ПРИСУТСТВИЕ ДУХА — ФРАГМЕНТ.

ТОМАС ДЕ КВИНСИ.

Римская формула для призыва к серьезной концентрации способностей на любом объекте, который оказывался критически важным, была «Hoc age» — «Займись этим!», или, другими словами, не занимайся тем — «non illud age». Антитетической формулой было «aliud agere» — заниматься чем-то чуждым или далеким от интереса, требующего внимания в данный момент. Наши современные военные команды «Внимание!» и «Смирно!» были включены в «Hoc age». В суровой категоричности этой римской формулы мы читаем живописное выражение римского характера как в его силе, так и в его слабости — энергии, которая не терпела колебаний или промедлений (ибо превыше всех других народов римлянин был «natus rebus agendis» — рожден для дел), а также болезненной тяги к действию, которая не терпела ничего, кроме сугубо практического.

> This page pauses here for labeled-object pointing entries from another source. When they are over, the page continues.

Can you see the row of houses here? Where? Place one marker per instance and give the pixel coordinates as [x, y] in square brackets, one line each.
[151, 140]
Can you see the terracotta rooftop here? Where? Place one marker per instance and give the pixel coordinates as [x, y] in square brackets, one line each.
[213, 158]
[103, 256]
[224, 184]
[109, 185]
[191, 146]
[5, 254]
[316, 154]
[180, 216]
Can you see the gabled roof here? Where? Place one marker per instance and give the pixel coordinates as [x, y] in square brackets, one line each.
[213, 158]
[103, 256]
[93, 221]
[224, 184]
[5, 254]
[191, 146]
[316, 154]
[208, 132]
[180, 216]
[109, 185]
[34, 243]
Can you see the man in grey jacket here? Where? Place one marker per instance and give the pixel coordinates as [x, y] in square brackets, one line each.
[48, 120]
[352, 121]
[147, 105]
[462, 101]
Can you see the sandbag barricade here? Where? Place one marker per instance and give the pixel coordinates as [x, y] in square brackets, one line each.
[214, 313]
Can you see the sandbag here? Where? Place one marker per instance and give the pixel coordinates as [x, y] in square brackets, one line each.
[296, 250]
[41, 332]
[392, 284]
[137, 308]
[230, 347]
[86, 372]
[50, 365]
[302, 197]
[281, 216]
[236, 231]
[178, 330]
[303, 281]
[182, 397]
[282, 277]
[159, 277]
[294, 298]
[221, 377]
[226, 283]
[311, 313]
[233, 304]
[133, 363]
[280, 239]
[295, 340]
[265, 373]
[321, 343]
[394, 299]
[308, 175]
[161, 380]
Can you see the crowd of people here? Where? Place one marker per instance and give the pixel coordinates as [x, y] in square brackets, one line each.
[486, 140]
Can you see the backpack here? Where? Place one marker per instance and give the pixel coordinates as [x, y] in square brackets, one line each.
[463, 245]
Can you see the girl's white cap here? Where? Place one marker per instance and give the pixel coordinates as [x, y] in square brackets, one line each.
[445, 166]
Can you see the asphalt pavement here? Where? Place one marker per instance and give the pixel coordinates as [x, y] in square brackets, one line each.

В наше время именно мы, люди англосаксонской крови, то есть британцы и американцы Соединенных Штатов, наследуем римский темперамент с его пороками и страшными преимуществами власти. У древних римлян эти пороки проявлялись более варварски и заметно. Мы, соотечественники лорда Бэкона и сэра Исаака Ньютона, в свое время лидеры сурового мышления, не можем считаться неспособными к умозрительному из-за врожденной неспособности постичь его глубины. Но у римлянина была реальная неспособность к умозрительному: для него не было ничего реального, что не было бы практичным. У него не было метафизики; ему не хватало метафизического инстинкта. Не было школы собственно римской философии: римлянин был лишь эклектиком или дилетантом, подбирающим крохи, падавшие с греческих столов; и даже математика в своих возвышенных аспектах была настолько отталкивающей для римского ума, что само слово «математика» в Риме превратилось в другое название для старческого маразма астрологии. Математик был лишь разновидностью выражения для волшебника или фокусника.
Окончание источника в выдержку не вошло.